PROJECT SUMMARY/ABSTRACT
Age-related macular degeneration (AMD) is a leading cause of visual disability worldwide, resulting in a
significant medical and social burden. While the pathogenesis of AMD is multifactorial, dysfunction of the retinal
pigment epithelium (RPE) contributes early to the progression of the disease.
The RPE is a post-mitotic epithelial monolayer that is essential in maintaining the health and proper function of
the adjacent photoreceptors. The RPE performs several functions, which include nutrient delivery, regeneration
of the visual chromophore 11-cis-retinal for phototransduction, and phagocytosis of shed photoreceptor outer
segments (POS). In fact, the RPE is the most actively phagocytic cell in the human body, engulfing and
processing up to 10% of spent POS every day to avoid accumulation of harmful photooxidative products.
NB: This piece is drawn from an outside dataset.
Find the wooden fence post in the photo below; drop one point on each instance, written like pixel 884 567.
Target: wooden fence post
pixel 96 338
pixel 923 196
Therefore, it is critical to understand age-related changes in RPE physiology; however, the role of lipid
metabolism in regulating these changes has yet to be fully understood. It is becoming increasingly clear that
alterations in lipid metabolism occur during aging across several tissues. In particular, the eye is highly enriched
in docosahexanoic acid (DHA) and very long-chain polyunsaturated fatty acids (VLC-PUFAs), which play key
roles in maintaining cellular membrane homeostasis. Recent research has correlated decreased levels of DHA
and VLC-PUFAs with advanced age, and this decrease was further amplified in AMD eyes. A separate study
has also linked a decline in RPE phagocytic function during aging, which also declined even further in AMD eyes.
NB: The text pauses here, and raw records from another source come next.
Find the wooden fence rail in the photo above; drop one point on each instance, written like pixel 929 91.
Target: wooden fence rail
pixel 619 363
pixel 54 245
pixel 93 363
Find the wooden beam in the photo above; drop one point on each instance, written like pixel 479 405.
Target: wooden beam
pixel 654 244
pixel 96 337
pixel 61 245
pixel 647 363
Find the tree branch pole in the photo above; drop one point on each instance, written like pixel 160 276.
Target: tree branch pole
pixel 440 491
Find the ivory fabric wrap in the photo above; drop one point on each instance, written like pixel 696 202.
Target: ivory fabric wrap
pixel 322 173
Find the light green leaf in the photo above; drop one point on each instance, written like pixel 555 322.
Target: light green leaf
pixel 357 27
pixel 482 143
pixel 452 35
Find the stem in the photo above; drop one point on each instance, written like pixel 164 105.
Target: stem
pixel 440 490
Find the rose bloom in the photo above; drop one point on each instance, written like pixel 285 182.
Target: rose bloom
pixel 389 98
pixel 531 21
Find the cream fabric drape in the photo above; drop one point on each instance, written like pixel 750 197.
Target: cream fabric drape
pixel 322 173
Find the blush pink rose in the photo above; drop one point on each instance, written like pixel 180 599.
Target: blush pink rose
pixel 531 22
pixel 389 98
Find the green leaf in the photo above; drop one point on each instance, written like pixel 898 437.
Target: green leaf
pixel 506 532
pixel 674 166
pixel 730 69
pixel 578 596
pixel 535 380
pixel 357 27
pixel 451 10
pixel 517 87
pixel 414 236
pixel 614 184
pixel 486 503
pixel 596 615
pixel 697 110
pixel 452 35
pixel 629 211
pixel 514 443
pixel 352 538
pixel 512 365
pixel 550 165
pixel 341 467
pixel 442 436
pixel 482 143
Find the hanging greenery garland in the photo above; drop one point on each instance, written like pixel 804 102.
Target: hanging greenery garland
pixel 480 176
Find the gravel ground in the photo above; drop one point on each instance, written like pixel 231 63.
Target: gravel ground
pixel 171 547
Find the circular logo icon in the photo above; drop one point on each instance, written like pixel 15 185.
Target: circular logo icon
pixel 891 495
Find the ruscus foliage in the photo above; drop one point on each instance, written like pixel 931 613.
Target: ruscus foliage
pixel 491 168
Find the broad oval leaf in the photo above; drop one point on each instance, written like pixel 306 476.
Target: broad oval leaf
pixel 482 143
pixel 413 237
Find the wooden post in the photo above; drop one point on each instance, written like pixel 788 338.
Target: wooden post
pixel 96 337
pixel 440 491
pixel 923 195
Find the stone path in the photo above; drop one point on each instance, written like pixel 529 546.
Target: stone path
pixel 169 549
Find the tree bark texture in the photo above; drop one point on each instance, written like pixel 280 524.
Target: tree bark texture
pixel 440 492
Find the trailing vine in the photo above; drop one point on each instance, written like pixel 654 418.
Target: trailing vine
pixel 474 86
Thus, this proposal will investigate the mechanistic basis for age-related changes in RPE lipid metabolism and
their influence on cell function. To pursue these objectives, we have generated Elovl2C234W mice, which lack
Elovl2 enzymatic activity and exhibit decreased levels of DHA and VLC-PUFAs. Elovl2C234W mice also show
accumulation of sub-RPE deposits with similar composition to drusen, one of the hallmarks of non-neovascular,
or dry, AMD. The retinal structure, visual function, visual cycle activity, and phagocytic ability of mutant mice will
be assessed at several ages. Changes in gene expression resulting from lack of Elovl2 activity will be analyzed
by bulk and single cell RNA sequencing in RPE and retina. Lastly, we will correlate findings from mouse RPE to
results from human RPE through the culture of RPE cells derived from human induced pluripotent stem cells.
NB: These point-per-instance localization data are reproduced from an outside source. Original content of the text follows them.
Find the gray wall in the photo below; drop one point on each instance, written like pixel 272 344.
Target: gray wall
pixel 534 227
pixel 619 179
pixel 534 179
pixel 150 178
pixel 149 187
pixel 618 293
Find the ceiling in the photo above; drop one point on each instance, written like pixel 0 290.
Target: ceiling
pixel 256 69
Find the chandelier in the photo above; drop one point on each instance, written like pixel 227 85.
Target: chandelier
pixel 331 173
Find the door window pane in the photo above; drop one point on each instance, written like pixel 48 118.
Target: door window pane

This proposal will be completed under the mentorship of Dorota Skowronska-Krawczyk, PhD and co-mentorship
of Krzysztof Palczewsk, PhD in the Center for Translational Vision Research at the University of California, Irvine.
The scientific training will also be supported by the Department of Physiololgy & Biophysics, the Medical Scientist
Training Program, and collaborators and mentors from external institutions. The training plan details specific
goals under this proposal, which include technical skills, such as measurements of mouse visual physiology and
human induced pluripotent stem cell culture, analytical skills, including bioinformatic approaches, and
professional skills, such as scientific communication and mentorship.